Sir John vio como la expresión en la cara de Raúl se tornaba más seria, similar a la de un maestro cuando el mejor alumno de su clase le hace la exacta pregunta que esperaba obtener. El hombre del pelo gris tomó el mate con ambas manos y lo acercó a su nuevo amigo.
–El mate –comenzó, –ha estado entre nosotros por muchísimas generaciones. Los indios que habitaban nuestra región veían en él propiedades mágicas, tanto que a menudo se hablaba, y aún se habla, del espíritu del mate –. Raúl hizo una breve pausa y acomodó el artefacto de succión inmerso en la hierba verde. –Esto se llama “bombilla”, y la hierba verde es en realidad “yerba”.
–Sherbah –repitió Sir John.
–Exacto. El mate es mucho más que un té, compañero –continuó Raúl. –El mate es una propuesta, una invitación. Cuando se ofrece un mate que preparó uno mismo, no sólo se ofrece el mate sino que también se comparte el espíritu –decía mientras vertía el agua caliente cerca de la bombilla. –Cuando uno ceba el mate el mundo se detiene –. La voz del hombre era lenta y profunda. –A medida que se llena el mate de agua y el vapor emana de la yerba caliente, la expectativa crece y se genera una promesa implícita. Darle un mate a un amigo es como invitarlo a entrar en nuestra casa. Y los demás, los que allí se encuentran reunidos, rara vez pueden evitar contemplar la escena con admiración, más aún si se trata de un buen cebador. No importa cuántas veces lo haya visto uno a lo largo de los años, ni cuántas veces hayamos tomado un mate en lo que va del día, ver cebar un mate reconforta el alma del mismo modo que lo hacen las brasas de una estufa a leña encendida en una tarde de invierno. No son pocos los que incluso sienten un ligero chucho de frío…
Sir John Scott escuchaba atónito las palabras de quien para él acababa de convertirse en uno de los hombres más sabios de la historia. Tenía la piel de gallina.
–Nuestros niños desde pequeños y de forma casi inconsciente aprenden a respetar el silencio del momento del mate. Dentro de nuestros corazones, todos sentimos el espíritu de estas tierras que alguna vez fueron charrúas, y cuando se entrega un mate al compañero y él se lleva la bombilla a los labios… –Raúl le pasó su mate al inglés y éste lo tomó. Conteniendo el aire en sus pulmones y lentamente, sin quitar los ojos de la espuma en la yerba verde, Sir John Scott sorbió el agua hasta que los mismos sonidos del mate le avisaron que era hora de detenerse.

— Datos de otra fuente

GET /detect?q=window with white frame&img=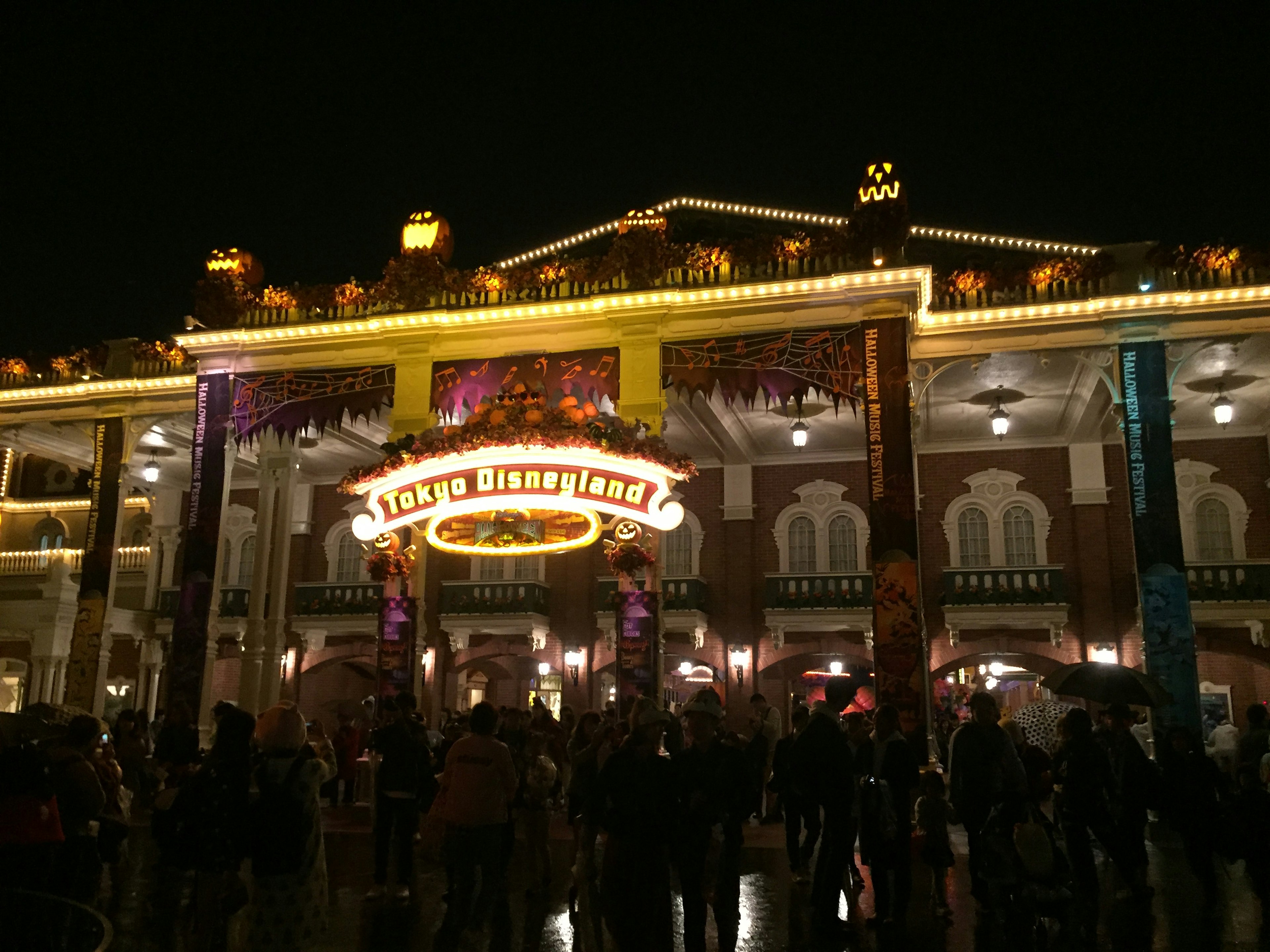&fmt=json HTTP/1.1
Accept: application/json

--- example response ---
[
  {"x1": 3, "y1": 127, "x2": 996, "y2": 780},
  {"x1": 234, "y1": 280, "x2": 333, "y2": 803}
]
[
  {"x1": 772, "y1": 480, "x2": 869, "y2": 573},
  {"x1": 1001, "y1": 505, "x2": 1036, "y2": 566},
  {"x1": 662, "y1": 522, "x2": 692, "y2": 576},
  {"x1": 829, "y1": 515, "x2": 860, "y2": 573},
  {"x1": 944, "y1": 470, "x2": 1052, "y2": 569},
  {"x1": 789, "y1": 515, "x2": 817, "y2": 573},
  {"x1": 239, "y1": 536, "x2": 255, "y2": 588},
  {"x1": 1195, "y1": 496, "x2": 1234, "y2": 562},
  {"x1": 335, "y1": 531, "x2": 364, "y2": 581},
  {"x1": 956, "y1": 506, "x2": 992, "y2": 569}
]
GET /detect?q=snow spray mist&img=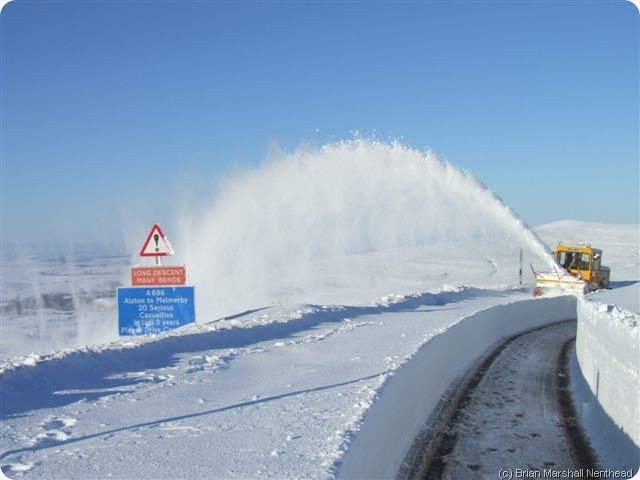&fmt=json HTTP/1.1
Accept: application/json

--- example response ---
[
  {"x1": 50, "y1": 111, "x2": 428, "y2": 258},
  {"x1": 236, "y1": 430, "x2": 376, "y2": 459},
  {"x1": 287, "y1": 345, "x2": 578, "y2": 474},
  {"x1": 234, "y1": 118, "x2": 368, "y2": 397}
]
[{"x1": 175, "y1": 139, "x2": 548, "y2": 322}]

–Cuando uno se lleva la bombilla a los labios y toma el mate, esa energía contenida dentro del Santo Grial de los uruguayos nos invade y nos calienta las entrañas. Entonces, cuando finalmente se devuelve el mate al cebador –como bien hizo el inglés –se completa el círculo y se tiene una verdadera comunión. Y lo que el mate une en una rueda de hermanos, Sir John Scott, unido queda…
Al cabo de tres días, ya sentado en el balcón de su apartamento de estilo victoriano con vista a los Jardines de Kensington, Sir John Scott cebó su primer mate solitario a las cinco en punto de la tarde. Y desde ese mismo instante, se prometió a sí mismo en nombre de la Reina, y con su labrador negro a sus pies como único testigo, que nunca más volvería a tomar té.